A central axiom in scientific research is that the quality of the answer received depends on the quality of the question asked. This adage should be considered in discovery, as well. Nearly every lawyer has a story where he or she was surprised at an interview or deposition by an employee who had responsive information that had not been identified in the collection process. That information could be housed in a day planner, on a tablet device, or on their personal computer. For some individuals, the questions must be both broad and specific enough to capture all the information in their possession. A question that is too narrow or fails to specify all potential sources of information may lead to a low-quality answer and surprises down the road.

We have shifted our focus from paper files to email and electronic files without carefully considering the knowledge gap. With the extreme growth in technology in the last twenty years, it is not uncommon to see some employees in an organization eschew email as much as possible, while others run “paperless” offices. Moreover, some individuals may use a combination of paper and electronic files. In some cases, those individuals may duplicate electronic content on paper (and vice-versa), leading to a mind-boggling amount of potentially relevant information.

When interviewing an employee who may have relevant information in a particular case, then, the lawyer must be cognizant of all the ways that individual creates and stores information. For employees who have assistants, a conversation with the assistant could identify sources of documents the employee may not have considered. For individuals who are “tech-savvy,” the lawyer must ask about all devices that person uses for any business purpose, including email. In the most difficult case, the individual who falls somewhere between technophobe and early adopter, the lawyer must take great care to ask the right questions and identify all sources of potentially relevant information, whether electronic or on paper.

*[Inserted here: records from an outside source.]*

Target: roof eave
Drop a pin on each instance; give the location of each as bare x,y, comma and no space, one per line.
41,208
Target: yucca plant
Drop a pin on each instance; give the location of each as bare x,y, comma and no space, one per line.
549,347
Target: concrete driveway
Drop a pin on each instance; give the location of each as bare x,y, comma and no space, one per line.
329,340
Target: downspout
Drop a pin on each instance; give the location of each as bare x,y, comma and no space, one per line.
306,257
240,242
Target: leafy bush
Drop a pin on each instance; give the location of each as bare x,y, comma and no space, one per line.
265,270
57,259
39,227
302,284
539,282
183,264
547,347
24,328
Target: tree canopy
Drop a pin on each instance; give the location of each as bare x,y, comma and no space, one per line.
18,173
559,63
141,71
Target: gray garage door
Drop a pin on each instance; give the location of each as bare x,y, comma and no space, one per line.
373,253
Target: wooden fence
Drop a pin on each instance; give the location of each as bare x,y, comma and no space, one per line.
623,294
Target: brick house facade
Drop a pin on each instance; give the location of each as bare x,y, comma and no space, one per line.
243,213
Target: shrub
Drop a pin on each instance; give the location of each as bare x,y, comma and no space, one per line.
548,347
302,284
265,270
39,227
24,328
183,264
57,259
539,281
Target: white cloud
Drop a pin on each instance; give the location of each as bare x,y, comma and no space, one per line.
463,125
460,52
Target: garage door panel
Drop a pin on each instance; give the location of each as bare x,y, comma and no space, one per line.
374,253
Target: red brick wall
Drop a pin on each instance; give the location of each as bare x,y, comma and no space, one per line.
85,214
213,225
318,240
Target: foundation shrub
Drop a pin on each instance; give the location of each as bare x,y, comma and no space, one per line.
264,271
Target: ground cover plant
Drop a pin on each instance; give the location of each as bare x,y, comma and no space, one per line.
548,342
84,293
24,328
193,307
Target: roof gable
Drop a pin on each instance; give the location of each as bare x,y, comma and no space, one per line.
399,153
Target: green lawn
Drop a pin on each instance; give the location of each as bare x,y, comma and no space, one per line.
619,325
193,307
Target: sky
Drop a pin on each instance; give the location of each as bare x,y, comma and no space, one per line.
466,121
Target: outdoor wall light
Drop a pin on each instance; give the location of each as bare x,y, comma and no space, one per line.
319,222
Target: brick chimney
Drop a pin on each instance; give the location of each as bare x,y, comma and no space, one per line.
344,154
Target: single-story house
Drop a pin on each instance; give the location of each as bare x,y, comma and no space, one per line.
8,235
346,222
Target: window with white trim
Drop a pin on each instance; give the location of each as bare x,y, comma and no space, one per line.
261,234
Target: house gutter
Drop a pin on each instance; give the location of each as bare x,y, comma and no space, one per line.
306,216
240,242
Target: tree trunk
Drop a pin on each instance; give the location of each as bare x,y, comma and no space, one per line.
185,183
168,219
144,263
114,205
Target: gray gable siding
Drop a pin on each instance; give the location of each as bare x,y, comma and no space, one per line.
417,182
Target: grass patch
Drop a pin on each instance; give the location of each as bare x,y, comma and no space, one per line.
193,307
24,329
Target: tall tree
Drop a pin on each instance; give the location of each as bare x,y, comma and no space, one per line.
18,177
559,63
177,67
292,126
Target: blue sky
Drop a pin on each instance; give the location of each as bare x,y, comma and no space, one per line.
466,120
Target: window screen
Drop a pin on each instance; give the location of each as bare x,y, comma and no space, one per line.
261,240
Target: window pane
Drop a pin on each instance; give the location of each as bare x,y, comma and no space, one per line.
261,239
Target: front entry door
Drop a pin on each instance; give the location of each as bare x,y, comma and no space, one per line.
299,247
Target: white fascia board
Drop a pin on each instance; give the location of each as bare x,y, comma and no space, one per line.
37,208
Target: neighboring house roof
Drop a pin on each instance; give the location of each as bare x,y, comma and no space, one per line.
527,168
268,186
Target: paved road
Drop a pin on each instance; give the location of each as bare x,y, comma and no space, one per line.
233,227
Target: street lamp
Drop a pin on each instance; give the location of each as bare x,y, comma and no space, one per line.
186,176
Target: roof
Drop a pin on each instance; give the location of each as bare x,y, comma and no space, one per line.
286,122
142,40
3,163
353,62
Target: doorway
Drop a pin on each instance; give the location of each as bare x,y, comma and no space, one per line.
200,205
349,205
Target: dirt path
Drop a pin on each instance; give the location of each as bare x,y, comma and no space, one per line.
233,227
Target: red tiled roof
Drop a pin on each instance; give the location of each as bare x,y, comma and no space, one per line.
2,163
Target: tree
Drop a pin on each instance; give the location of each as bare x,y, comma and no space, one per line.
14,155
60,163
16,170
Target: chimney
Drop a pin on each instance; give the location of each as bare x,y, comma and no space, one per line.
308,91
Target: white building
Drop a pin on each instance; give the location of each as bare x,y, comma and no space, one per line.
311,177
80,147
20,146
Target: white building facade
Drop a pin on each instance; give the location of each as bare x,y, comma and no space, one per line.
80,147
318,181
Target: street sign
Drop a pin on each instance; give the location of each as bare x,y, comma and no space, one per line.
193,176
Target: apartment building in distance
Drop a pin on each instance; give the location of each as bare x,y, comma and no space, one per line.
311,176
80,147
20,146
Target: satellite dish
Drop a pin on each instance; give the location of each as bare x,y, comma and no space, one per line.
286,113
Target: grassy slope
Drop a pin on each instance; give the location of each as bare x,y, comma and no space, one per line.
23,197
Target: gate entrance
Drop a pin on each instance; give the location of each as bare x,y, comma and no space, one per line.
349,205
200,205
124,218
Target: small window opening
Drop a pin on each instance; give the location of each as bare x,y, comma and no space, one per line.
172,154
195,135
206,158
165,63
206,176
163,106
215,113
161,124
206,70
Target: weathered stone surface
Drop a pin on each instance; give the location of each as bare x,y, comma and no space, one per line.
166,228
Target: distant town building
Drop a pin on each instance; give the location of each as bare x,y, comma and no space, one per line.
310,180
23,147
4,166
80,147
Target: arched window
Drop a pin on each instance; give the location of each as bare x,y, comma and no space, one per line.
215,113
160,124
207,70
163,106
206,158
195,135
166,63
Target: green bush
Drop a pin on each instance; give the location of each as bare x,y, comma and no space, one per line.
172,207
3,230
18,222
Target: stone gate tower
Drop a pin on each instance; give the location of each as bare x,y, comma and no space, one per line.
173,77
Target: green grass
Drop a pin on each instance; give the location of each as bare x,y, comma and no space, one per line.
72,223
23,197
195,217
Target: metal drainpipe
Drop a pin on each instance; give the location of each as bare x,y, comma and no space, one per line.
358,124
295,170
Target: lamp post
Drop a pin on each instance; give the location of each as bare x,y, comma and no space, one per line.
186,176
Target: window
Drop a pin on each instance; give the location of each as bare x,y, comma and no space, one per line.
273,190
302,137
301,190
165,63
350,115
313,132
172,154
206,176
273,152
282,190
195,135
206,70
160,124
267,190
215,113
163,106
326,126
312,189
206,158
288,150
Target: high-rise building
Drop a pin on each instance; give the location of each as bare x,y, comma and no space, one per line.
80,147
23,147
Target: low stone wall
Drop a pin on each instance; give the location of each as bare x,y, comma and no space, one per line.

As the use of technology in business increases, we must remember that this growth is not equal among all individuals and companies. In some companies, every employee will have a smartphone, tablet, and laptop, generating huge amounts of electronic data. In others, email may be limited to certain groups of employees and used only in the office. Before responding to discovery or even sending a litigation hold letter, gaining knowledge of how that particular company creates and maintains information is imperative. We must ask the best questions to receive the best answers.